Structure and function of SPP/SPPL proteases: insights from biochemical evidence and predictive modeling

More than 20 years ago, signal peptide peptidase (SPP) and its homologues, the signal peptide peptidase‐like (SPPL) proteases have been identified based on their sequence similarity to presenilins, a related family of intramembrane aspartyl proteases. Other than those for the presenilins, no high‐resolution structures for the SPP/SPPL proteases are available. Despite this limitation, over the years bioinformatical and biochemical data have accumulated, which altogether have provided a picture of the overall structure and topology of these proteases, their localization in the cell, the process of substrate recognition, their cleavage mechanism, and their function.
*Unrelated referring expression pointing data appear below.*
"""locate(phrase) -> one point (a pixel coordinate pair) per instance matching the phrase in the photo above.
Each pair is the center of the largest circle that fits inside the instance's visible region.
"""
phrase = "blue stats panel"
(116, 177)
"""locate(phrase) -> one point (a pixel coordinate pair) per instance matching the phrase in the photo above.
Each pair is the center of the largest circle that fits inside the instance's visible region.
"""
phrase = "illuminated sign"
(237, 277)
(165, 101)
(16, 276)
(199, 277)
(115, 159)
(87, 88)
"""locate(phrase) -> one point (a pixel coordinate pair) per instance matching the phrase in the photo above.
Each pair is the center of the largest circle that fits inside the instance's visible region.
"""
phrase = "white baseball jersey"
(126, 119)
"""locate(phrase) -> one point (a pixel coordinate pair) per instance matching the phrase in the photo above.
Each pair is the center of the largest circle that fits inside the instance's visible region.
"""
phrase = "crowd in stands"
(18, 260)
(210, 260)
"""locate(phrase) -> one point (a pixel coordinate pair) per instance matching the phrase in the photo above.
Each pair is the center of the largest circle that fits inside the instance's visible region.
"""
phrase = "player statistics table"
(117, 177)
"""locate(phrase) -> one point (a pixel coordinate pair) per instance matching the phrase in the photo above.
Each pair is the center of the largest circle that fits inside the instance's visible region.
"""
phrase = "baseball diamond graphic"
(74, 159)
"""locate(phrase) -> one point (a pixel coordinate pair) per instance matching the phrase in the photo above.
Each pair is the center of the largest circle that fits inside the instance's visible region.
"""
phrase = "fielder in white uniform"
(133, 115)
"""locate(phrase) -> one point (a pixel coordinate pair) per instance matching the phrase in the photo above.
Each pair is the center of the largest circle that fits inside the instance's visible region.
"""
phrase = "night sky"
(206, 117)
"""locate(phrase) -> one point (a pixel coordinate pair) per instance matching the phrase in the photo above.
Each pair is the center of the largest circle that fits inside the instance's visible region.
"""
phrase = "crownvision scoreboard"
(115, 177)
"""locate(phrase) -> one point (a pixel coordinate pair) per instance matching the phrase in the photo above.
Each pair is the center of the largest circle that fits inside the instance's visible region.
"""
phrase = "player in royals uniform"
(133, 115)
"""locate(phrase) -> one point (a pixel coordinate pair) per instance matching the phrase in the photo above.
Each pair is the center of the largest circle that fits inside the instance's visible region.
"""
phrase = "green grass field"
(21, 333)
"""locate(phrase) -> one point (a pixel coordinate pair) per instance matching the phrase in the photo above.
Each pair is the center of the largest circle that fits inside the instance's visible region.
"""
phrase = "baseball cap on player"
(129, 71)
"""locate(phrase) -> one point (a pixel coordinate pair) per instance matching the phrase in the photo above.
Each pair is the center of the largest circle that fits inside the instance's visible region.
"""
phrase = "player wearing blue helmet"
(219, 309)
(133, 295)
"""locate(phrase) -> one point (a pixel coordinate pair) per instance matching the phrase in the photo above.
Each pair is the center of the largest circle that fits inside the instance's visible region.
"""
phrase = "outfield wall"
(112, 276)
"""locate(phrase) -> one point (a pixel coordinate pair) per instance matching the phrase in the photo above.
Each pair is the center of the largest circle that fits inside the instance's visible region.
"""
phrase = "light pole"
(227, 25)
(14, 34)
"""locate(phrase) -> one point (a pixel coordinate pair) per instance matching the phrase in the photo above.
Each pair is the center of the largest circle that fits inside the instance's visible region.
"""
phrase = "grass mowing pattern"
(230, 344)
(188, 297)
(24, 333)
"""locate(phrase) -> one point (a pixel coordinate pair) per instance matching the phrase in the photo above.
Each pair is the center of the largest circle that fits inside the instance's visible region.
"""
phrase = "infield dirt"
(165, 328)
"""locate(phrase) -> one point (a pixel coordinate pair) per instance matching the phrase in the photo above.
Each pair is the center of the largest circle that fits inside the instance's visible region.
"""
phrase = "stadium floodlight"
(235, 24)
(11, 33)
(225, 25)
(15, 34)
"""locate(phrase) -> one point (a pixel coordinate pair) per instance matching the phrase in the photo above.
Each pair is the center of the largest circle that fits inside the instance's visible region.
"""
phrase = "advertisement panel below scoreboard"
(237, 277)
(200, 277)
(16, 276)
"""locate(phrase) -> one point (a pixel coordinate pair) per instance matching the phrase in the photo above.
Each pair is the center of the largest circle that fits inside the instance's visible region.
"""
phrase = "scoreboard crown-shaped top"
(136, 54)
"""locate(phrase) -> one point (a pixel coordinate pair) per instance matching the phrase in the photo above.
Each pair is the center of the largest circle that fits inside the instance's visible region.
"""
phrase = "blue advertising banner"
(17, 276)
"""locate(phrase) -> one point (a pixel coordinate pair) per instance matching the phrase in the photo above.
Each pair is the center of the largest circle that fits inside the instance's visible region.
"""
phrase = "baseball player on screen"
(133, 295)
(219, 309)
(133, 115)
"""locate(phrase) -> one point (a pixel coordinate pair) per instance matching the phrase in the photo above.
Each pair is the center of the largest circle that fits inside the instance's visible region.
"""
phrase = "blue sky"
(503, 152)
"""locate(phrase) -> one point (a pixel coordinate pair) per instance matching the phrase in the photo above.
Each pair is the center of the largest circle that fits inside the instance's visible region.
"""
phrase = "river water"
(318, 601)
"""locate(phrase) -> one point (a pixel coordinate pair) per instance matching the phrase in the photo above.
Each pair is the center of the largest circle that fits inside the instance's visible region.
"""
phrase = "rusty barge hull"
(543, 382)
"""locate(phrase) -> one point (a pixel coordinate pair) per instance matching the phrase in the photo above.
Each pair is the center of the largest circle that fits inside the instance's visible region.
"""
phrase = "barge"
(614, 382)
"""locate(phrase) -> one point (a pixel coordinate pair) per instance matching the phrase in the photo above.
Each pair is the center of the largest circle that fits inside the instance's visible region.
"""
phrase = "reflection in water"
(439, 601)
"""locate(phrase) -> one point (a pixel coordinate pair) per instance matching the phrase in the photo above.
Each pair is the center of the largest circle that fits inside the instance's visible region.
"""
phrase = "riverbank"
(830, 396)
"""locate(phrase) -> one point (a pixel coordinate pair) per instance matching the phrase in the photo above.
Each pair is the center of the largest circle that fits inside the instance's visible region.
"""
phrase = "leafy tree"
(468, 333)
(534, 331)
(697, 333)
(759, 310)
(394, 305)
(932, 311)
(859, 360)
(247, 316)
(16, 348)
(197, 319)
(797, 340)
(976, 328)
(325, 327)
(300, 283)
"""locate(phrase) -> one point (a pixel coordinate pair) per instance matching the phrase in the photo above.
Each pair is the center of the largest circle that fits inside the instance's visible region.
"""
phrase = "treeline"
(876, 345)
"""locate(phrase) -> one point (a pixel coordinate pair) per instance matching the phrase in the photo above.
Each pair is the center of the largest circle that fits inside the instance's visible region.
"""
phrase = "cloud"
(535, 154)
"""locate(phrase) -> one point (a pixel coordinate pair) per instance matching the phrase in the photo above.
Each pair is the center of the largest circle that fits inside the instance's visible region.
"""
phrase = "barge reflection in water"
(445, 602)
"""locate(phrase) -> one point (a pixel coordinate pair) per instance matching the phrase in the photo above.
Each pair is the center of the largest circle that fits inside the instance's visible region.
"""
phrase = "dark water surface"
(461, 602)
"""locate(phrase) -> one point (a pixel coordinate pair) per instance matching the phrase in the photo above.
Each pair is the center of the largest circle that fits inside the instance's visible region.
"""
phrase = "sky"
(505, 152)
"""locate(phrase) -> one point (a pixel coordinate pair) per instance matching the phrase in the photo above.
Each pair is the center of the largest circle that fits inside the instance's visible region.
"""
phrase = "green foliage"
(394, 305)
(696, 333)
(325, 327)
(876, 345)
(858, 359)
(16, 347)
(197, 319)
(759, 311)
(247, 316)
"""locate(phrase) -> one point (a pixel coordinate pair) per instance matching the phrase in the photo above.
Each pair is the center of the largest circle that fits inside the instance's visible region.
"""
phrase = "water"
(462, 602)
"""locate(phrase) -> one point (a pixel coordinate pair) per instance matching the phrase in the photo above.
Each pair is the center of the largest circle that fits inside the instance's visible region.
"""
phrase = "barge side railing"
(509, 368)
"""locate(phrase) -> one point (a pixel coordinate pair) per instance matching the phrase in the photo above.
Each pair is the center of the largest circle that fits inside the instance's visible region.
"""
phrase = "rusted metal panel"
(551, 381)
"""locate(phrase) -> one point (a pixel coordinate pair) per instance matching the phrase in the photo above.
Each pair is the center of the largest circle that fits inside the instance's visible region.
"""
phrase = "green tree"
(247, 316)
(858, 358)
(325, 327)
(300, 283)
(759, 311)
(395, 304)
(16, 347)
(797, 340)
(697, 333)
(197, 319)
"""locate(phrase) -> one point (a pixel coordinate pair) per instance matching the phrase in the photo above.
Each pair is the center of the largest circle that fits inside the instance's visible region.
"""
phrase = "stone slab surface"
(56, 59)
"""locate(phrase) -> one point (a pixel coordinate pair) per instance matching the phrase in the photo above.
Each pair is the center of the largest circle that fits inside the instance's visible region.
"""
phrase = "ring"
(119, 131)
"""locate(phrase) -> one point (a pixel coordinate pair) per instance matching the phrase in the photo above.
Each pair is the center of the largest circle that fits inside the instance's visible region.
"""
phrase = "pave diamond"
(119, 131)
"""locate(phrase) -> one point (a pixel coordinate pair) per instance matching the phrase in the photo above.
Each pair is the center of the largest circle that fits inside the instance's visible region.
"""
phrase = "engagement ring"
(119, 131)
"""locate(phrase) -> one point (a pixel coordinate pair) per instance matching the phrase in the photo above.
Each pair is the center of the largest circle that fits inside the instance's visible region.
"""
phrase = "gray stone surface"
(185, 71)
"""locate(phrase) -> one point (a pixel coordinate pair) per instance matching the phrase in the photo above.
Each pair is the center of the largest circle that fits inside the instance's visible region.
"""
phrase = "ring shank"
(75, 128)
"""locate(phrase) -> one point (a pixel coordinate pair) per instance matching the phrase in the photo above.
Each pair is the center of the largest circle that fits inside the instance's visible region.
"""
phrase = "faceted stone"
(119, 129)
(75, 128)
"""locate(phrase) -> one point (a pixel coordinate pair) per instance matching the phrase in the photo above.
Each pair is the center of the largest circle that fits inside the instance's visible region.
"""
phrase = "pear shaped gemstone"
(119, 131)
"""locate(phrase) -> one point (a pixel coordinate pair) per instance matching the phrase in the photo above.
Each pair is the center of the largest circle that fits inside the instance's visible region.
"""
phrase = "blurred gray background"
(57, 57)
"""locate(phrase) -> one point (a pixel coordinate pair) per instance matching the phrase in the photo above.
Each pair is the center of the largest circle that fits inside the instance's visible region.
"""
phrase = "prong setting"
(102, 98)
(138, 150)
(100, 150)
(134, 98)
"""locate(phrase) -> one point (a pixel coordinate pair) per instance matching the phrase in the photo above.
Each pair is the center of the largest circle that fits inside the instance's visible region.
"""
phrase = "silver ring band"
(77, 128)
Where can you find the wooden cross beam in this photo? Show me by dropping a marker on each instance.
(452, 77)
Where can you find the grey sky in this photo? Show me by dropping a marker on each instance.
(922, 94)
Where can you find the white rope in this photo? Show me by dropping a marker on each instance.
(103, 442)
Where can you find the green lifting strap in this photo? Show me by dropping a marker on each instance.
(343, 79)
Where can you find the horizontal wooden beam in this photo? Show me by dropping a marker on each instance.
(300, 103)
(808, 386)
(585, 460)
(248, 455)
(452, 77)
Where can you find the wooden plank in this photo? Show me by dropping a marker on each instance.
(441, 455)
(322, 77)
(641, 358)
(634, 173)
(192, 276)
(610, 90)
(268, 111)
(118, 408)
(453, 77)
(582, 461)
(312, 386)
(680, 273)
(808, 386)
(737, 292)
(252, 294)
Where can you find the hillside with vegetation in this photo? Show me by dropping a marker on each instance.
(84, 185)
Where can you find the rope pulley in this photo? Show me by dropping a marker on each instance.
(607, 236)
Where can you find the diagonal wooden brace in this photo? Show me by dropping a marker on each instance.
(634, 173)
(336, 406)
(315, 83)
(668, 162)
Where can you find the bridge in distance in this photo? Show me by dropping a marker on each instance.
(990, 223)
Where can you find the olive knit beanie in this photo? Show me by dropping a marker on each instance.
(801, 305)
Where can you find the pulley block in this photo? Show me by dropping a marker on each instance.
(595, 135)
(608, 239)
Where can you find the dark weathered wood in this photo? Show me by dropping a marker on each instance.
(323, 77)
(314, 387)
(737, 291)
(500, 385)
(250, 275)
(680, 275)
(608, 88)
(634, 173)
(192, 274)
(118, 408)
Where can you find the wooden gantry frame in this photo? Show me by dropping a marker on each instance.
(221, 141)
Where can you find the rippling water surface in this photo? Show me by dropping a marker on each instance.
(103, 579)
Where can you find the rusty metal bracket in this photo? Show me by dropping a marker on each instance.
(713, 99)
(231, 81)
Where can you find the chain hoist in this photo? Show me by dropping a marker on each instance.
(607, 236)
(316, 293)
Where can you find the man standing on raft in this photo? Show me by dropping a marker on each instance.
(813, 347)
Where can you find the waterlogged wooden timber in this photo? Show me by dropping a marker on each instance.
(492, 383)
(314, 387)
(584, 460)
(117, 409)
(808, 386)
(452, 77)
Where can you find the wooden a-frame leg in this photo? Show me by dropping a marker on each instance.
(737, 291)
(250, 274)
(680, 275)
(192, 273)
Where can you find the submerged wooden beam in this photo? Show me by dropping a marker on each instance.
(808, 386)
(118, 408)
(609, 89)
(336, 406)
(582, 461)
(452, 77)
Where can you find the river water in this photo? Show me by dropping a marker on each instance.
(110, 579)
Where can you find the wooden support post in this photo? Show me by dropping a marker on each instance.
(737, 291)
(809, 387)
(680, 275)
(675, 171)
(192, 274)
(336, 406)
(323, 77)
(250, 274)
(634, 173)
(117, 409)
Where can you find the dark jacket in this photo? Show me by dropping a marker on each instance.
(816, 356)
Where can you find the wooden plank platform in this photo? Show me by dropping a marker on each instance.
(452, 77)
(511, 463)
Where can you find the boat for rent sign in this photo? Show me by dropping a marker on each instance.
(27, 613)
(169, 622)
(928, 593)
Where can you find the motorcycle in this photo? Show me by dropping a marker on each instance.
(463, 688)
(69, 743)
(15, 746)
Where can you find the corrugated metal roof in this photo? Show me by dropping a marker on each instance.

Recently, the artificial intelligence‐based structure prediction tool AlphaFold has added high‐confidence models of the expected fold of SPP/SPPL proteases. In this review, we summarize known structural aspects of the SPP/SPPL family as well as their substrates. Of particular interest are the emerging substrate recognition and catalytic mechanisms that might lead to the prediction and identification of more potential substrates and deeper insight into physiological and pathophysiological roles of proteolysis. Signal peptide peptidase (SPP) and signal peptide peptidase‐like (SPPL) proteases are intramembrane aspartyl proteases involved in various cellular functions. Despite lacking high‐resolution structures, bioinformatic and biochemical data have shed light on their structure, localization, substrate recognition, cleavage mechanism, and function. Recently, the artificial intelligence‐based tool AlphaFold has provided high‐confidence models for SPP/SPPL proteases. This review summarizes structural aspects and substrates of these proteases, focusing on substrate recognition and catalytic mechanisms.